Knowing that not all of you will be able to hear Ken speak I want to commend to you his recent publication Nature is the Art of God: A Journey Into the Beauty and Wonder of Creation.  It is one of the most beautiful photographic devotional essays I’ve ever seen.  You can order copies from Ken’s website: www.kenjenkins.com.

Listening to Ken’s presentation Thursday night, and then looking at his new book, has made me want to do a better job of seeing God in Creation.  I think I do a decent job of seeing the obvious but know that there are folks like Ken who see so much more.  How can I improve my vision?  I suspect I should begin by asking God to “open my eyes” so that I might see more and then, with His help, try to discipline myself to slow down and really pay attention.  I plan to do this because I really do not want to be guilty of being a “sleepwalker.”  How about you?


(The image above was taken at Morton Overlook a number of years ago in the Great Smoky Mountains National Park.)

Oct 25 2009

Remaining Flexible

Smokies-Abstract-2-crPrior to his death, John Netherton was one of America’s most popular nature photographers.  Shortly before he died I ran into him on a photo trip to the Smokies.  I was driving down from Newfound Gap when I saw John shooting off the side of the road.  I pulled over to talk to him.  That year the fall colors were not particularly good and I made a comment to him about there not being much to shoot.  He looked at me kind of funny and then with his hand motioned to the whole forest in front of him.  For John there was plenty to shoot. 

This encounter was a teaching moment for me.  When you get out in nature as a photographer there is always plenty to photograph.  It may not be what you hoped for or planned on shooting but there are still countless wonders in God’s Creation waiting to be viewed and photographed.  Since that time I’ve discovered it pays to not be so focused on one or two subjects when I go out into nature.  It helps to be more flexible and open minded to the possibilities around me.  Doing so adds to my enjoyment of the experience outdoors and has led to a number of wonderful photographs I would not have captured had I remained focused on just one image or scene. 

If we’re not careful we can make the same mistake when it comes to finding God in nature.  For example, we may conclude that God is to be found only in places of outstanding beauty.  That is not true.  John Muir once wrote in his journal, “No wilderness in the world is so desolate as to be without divine ministers.  God’s love covers all the earth as the sky covers it, and also fills it in every pore.  And this love has voices heard by all who have ears to hear.” 

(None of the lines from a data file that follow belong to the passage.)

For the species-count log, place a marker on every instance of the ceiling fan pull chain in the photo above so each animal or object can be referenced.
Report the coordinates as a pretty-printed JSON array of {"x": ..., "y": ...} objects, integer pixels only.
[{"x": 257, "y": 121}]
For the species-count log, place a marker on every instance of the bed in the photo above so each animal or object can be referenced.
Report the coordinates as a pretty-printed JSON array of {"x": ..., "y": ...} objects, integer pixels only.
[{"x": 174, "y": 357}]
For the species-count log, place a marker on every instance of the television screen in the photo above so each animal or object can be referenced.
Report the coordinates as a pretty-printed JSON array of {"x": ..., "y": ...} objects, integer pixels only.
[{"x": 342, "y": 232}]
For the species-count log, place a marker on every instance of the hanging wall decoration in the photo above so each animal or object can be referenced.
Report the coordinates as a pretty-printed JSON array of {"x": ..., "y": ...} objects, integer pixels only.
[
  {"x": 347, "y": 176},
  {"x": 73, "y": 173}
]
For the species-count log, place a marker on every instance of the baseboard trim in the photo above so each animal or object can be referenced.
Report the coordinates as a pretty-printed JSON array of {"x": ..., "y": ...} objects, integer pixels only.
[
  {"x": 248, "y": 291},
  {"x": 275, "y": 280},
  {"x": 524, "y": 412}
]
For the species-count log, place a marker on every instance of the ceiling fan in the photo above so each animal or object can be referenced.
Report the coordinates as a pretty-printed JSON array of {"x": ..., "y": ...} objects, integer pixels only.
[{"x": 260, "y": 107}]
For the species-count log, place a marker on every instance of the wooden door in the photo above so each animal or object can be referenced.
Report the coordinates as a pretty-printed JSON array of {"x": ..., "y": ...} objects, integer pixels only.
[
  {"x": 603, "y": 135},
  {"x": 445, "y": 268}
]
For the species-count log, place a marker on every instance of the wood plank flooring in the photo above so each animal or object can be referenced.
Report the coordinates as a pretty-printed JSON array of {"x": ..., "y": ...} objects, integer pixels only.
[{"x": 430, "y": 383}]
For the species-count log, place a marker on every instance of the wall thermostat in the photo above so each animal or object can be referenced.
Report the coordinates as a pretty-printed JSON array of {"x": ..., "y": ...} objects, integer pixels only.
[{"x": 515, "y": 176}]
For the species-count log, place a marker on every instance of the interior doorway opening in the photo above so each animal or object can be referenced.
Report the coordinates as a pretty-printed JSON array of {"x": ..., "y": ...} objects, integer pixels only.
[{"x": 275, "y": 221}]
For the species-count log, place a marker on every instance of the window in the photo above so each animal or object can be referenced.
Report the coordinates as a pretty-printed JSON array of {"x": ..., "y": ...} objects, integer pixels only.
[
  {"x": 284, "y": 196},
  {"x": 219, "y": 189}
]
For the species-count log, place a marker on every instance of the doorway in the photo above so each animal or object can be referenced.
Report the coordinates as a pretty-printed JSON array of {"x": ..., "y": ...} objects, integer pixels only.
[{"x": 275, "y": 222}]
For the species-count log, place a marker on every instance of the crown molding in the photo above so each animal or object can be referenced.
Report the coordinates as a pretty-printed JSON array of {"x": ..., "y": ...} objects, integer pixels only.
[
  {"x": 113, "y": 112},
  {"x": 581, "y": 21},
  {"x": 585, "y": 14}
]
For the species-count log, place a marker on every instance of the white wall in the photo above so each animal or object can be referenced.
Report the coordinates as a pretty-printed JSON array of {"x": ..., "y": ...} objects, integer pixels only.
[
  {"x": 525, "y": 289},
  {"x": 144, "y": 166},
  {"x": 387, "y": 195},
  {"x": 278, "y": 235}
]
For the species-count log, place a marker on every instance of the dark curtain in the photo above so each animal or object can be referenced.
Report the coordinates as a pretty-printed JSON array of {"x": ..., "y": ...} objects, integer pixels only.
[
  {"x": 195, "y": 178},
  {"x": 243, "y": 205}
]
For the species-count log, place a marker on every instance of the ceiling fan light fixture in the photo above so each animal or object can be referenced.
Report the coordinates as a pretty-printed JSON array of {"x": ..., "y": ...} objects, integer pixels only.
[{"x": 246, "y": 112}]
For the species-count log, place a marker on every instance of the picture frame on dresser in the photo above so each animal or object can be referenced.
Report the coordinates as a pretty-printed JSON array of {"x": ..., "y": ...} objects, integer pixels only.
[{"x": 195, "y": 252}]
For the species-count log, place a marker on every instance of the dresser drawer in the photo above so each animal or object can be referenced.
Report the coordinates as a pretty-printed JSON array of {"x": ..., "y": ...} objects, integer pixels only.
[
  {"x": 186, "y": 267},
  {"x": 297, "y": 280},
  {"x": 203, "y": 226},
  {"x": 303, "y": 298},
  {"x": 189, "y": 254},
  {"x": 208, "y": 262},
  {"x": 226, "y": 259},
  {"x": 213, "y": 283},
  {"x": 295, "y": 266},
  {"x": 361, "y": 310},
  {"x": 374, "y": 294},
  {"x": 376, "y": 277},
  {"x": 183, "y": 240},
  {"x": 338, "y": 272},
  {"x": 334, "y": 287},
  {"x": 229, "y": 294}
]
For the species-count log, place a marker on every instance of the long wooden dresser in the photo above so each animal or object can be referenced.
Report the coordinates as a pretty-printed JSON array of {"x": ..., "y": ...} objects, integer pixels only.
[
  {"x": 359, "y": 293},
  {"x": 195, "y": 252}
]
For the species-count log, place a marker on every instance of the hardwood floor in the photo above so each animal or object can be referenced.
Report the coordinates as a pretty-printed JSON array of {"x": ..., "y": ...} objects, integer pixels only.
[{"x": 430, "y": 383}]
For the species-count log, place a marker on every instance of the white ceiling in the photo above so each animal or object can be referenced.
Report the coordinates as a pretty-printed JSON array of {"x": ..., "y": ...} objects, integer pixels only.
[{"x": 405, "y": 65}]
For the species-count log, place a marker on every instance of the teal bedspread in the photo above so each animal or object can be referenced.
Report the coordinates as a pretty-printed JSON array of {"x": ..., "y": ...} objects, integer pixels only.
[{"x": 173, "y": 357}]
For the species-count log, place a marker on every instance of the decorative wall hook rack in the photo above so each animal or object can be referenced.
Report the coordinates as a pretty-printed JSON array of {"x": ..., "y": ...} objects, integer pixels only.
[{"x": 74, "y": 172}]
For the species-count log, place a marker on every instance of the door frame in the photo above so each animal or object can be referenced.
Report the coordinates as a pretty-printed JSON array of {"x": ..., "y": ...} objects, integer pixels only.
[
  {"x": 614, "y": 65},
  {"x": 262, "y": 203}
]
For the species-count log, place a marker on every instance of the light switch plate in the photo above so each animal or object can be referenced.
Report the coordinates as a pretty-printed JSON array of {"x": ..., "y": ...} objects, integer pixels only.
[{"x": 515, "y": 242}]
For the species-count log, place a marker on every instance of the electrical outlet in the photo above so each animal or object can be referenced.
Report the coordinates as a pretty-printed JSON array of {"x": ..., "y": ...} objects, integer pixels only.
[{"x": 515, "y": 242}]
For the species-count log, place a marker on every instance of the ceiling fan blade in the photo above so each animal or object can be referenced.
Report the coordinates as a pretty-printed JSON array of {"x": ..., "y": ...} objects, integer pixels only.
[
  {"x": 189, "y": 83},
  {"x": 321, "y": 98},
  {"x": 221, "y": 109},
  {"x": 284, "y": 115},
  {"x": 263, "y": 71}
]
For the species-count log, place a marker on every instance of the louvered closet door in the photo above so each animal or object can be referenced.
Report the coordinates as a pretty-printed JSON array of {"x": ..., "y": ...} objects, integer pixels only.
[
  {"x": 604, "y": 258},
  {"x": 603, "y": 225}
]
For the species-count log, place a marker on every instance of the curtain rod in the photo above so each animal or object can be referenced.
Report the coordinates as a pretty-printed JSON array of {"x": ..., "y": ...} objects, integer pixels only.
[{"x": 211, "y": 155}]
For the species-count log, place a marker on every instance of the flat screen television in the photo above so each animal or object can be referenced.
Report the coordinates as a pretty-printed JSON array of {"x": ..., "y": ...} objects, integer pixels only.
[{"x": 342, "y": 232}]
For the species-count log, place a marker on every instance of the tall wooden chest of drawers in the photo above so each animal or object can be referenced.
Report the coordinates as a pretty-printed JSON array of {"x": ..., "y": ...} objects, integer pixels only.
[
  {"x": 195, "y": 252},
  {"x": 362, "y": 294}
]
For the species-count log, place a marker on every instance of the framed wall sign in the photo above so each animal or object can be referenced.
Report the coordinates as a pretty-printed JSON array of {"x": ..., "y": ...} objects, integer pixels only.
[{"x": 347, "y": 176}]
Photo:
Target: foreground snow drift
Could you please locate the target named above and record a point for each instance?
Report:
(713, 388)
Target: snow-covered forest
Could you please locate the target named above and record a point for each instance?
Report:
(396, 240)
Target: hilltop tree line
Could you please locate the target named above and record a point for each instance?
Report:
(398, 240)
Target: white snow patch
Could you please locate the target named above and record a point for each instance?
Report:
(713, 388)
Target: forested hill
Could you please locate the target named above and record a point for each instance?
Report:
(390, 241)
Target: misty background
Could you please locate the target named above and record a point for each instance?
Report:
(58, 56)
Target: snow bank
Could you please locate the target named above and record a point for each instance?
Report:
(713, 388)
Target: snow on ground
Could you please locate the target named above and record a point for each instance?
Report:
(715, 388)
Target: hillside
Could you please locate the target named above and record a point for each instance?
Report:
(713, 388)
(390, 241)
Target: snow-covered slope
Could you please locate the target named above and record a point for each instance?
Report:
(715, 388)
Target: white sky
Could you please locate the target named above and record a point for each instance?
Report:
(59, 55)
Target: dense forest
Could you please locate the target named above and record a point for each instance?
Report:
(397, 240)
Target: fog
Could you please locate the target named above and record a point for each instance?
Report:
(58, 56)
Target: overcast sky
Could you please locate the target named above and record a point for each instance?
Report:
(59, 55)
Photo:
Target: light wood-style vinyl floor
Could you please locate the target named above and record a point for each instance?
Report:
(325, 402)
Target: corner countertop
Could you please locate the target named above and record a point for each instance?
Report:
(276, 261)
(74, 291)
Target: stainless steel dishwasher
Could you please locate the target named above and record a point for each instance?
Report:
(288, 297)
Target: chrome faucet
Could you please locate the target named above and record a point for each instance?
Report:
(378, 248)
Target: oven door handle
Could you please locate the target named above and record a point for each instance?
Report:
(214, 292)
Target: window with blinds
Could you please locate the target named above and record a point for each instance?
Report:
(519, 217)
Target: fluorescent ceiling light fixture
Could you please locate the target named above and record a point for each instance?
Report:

We’re acting foolishly when we think we know where God can be found.  He truly is a God who delights in surprising us.  For that reason we must remain alert at all times and in all places.  We never know just when or where He will make Himself known to us.  Be prepared. 


I discovered the reflections photographed above in the Smokies as I was making my way to photograph something totally different.